Total.................................... 528,702.66

The case is before the court on the Government’s motion for judgment on the pleadings, the contention being that, under the circumstances of this case, none of the items of damages asserted in plaintiffs’ claim represents compensable damages. The Government asserts that, while in form plaintiffs’ various allegations are for damages arising out of the arbitrary action of the contracting officer, in substance plaintiffs are seeking damages arising out of an alleged breach of a contract to pay money; that the only measure of damages for a breach of a contract to pay money at a stipulated time is recovery of the principal amount with interest from the date of the breach; and that interest, in the absence of a contract or statute authorizing its payment, is not recoverable on an unpaid claim against the United States.
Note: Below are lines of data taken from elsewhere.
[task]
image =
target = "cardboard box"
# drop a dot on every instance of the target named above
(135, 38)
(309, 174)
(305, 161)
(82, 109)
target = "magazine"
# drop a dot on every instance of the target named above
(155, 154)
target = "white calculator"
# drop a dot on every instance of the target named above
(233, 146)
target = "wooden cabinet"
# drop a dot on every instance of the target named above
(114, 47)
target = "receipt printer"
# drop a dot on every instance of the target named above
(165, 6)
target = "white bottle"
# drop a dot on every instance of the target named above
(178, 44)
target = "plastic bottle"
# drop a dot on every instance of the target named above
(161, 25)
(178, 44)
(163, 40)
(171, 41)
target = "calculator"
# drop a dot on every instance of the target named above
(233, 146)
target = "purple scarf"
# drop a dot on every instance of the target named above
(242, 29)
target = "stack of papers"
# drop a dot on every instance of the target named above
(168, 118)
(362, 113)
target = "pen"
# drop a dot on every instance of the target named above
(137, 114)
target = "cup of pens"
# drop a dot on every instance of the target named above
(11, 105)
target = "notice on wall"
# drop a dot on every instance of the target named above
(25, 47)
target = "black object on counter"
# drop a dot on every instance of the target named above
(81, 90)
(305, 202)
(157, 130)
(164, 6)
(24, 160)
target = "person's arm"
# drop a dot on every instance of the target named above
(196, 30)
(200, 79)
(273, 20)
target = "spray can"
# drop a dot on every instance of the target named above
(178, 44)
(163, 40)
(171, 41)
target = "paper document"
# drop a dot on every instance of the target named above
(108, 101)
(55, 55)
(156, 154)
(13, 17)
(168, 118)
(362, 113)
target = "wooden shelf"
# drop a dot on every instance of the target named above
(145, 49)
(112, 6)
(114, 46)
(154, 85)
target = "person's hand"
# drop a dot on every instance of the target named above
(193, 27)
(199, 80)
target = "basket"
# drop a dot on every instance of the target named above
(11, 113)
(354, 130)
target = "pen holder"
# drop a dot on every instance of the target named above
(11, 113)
The Government also urges that, as the contract represented only a portion of the entire business, the anticipated profits of the entire •business are not a proper element of damages for breach of the contract to pay money because the loss of such profits is not a reasonable and natural consequence of the failure to pay money when due.

At the outset, it should be made clear that as to items (a) through (g) listed above in plaintiffs’ claim, the plaintiffs are not asking for interest as such on the $565,655.31 which was not promptly paid to the corporation by the Government, but rather that plaintiffs are asking as part of their damage claim, the amounts paid out by the corporation as interest on loans, overdue taxes, and the like. However, even with this distinction in mind, a study of the contract convinces us that the Government has correctly characterized the nature of these items in plaintiffs’ claims.